Of course there are also issues with using arrays, and the structure of the arrays. The use of square brackets, [ ], may be more intuitive than simple parentheses. So languages like Pascal, Julia and C are likely better than Fortran and Ada here because it is easy to confuse the use of array parentheses, with those used in function calls, or expressions. When one extends the arrays to multiple dimensions, how this is specified also contributes to cognitive load. C does this using separate brackets, e.g. a[i][j], which is less intuitive than Fortrans use of the integrated index, a(i,j). Finally there are issues with what can be done with arrays. In some languages such as Fortran, setting the entire array to a particular value is easy.
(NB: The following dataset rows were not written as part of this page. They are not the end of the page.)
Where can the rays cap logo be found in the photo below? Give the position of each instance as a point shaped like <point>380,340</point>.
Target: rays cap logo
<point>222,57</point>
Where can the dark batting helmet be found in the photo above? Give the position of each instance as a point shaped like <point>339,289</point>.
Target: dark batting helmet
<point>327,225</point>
For example, in Fortran, the following code, creates a 20×20 integer array (theArray), sets the whole array to the value 10, and then sets the central 8×8 region to the value 5:
integer, dimension(20,20) :: theArray theArray = 10 theArray(7:14,7:14) = 5
This is achieved through whole-array operations, and array slicing, which are convenient features of many programming languages. In C, unless you want to set the whole array to zero, there is no easy way of performing this task, and array slicing is not allowed. This means the code in C might look something like this:
int i, j, theArray[20][20]; for (i=0; i<20; i=i+1) for (j=0; j<20; j=j+1) theArray[i][j] = 10; for (i=6; i<=13; i=i+1) for (j=6; j<=13; j=j+1) theArray[i][j] = 5;
Which one of Fortran or C is easier for the novice programmer to understand and implement?
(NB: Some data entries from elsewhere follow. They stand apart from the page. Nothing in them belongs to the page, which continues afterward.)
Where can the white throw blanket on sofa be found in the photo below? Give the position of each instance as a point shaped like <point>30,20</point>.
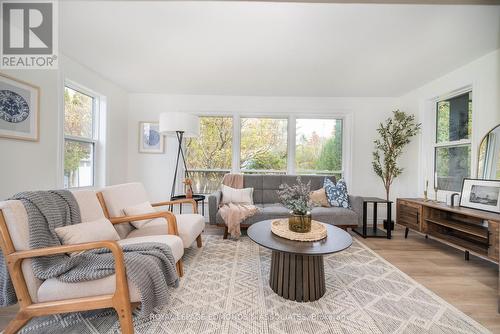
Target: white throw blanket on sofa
<point>233,214</point>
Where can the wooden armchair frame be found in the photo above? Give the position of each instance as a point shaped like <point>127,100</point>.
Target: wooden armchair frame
<point>119,300</point>
<point>180,202</point>
<point>169,217</point>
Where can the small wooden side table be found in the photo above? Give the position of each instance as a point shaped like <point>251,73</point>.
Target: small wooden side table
<point>197,198</point>
<point>375,232</point>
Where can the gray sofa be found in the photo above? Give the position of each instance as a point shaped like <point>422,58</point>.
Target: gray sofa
<point>266,199</point>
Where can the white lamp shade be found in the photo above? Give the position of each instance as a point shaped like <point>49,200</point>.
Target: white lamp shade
<point>171,122</point>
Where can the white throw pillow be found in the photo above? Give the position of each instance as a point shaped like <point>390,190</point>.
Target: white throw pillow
<point>237,196</point>
<point>97,230</point>
<point>140,209</point>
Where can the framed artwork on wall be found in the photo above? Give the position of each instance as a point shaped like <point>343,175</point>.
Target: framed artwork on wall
<point>19,109</point>
<point>481,194</point>
<point>150,139</point>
In conclusion, it seems like languages such as C, and Python increase the cognitive load for novice programmers, partially because the use of 0-based indexing is not intuitive, and partially because of the ease in making errors when it comes to specifying loops to manipulate the array. Other languages provide a better basis for understanding arrays. This and the added features of languages such as Fortran and Julia which allow array slicing mean that the novice programmer can concentrate more on the problem solving aspects of their algorithm, and less on the syntax of the language.